Debaty - sztuczki, a kogo to obchodzi

 D. Tusk zabronił swoim ministrom udać się do tej jaskini złoczyńców jaką jest siedziba PiS. I chyba słusznie, wszak zna swoich ludzi na tyle dobrze, że wie iż ich szanse nawet w najbardziej sprzyjających warunkach są mierne, po prostu nie te głowy. Nawet w warunkach obiektywnych i przy neutralnym prowadzącym nie mieli by szans.
Debata minister Hall z profesorem Waśko - przecież to by była masakra, albo Zyty Gilowskiej z Rostowskim. Śmiechu byłoby co niemiara.

Jeden Tusk, który przy wspomaganiu buczącej i syczącej na Kaczyńskiego publice potrafił coś ugrać. Ale to był numer jednorazowy, drugi raz nikt nie powinien dać się na to nabrać.
To zresztą Tusk pierwszy wezwał na taki swoisty pojedynek Kaczyńskiego i PiS. No i jest problem, bo wyzwanemu przysługuje prawo wyboru miejsca, czasu i rodzaju broni. Ale chyba Tusk nigdy nie słyszał o zasadach pojedynku - ach to wychowanie na podwórku.

Przecież takie starcie w mediach niczego nie wyjaśnia. Owszem, pokazuje kto lepiej w danym momencie potrafił się przygotować żeby zagiąć przeciwnika i nic więcej. To zwykła szopa dla gawiedzi, może przeciągnąć niezdecydowanych, niezorientowanych i niedoinformowanych. Ale nie zmieni nastawienia elektoratu w swej głównej masie.
Głównie dotrze do niezorientowanych i niedoinformowanych, takich, którzy zastanawiają się pięć minut przed wejściem do lokalu wyborczego na kogo by tu głosować. To do takich ludzi jest skierowany ten przekaz.

Oczywiście media będą teraz międliły to, że Kaczyński i jego ludzie unikają debaty, ale właśnie wystarczy wyciągnąć argument, że kto pierwszy wyzwał ten musi się zgodzić na czas, miejsce i wybór broni.
Jak Tuskowi i jego ferajnie nie odpowiada centrum medialne PiS to można zaproponować inne miejsce. Toruń, telewizja TRWAM i RM, a jako prowadzący o. Tadeusz Rydzyk - pasuje, nie, no to jesteście TCHÓRZE.
A nie ma w Polsce ludzi, którzy by cenili TCHÓRZY. Tchórzami się pogardza.

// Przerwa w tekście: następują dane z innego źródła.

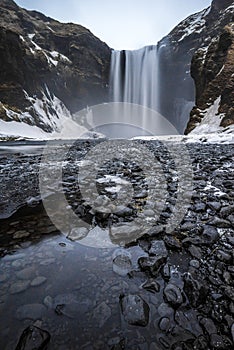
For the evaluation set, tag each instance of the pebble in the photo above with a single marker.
(30, 311)
(38, 281)
(19, 287)
(135, 310)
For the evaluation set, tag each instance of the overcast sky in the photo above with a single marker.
(122, 24)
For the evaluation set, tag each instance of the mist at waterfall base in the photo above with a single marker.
(134, 89)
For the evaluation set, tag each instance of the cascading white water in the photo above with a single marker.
(134, 76)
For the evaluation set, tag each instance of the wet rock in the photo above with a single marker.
(3, 277)
(195, 264)
(19, 287)
(210, 234)
(119, 346)
(158, 248)
(152, 286)
(33, 338)
(172, 243)
(122, 264)
(226, 211)
(38, 281)
(220, 223)
(135, 310)
(78, 233)
(195, 291)
(229, 292)
(21, 234)
(215, 206)
(173, 295)
(101, 314)
(164, 324)
(164, 310)
(48, 301)
(196, 252)
(124, 234)
(200, 207)
(216, 342)
(26, 273)
(223, 256)
(30, 311)
(208, 326)
(152, 263)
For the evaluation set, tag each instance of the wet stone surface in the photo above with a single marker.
(156, 290)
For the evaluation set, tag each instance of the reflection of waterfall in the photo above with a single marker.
(134, 76)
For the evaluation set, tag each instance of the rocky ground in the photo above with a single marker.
(152, 290)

Skądinąd można przyjąć, że karty w praktyce są już rozdane. Twarde elektoraty zostają przy swoich stanowiskach, niezdecydowani najprawdopodobniej na wybory nie pójdą. Frekwencja wyniesie 30-35 procent i jest kwestią otwartą jaka będzie pogoda i kto (który elektorat) jest bardziej zdeterminowany.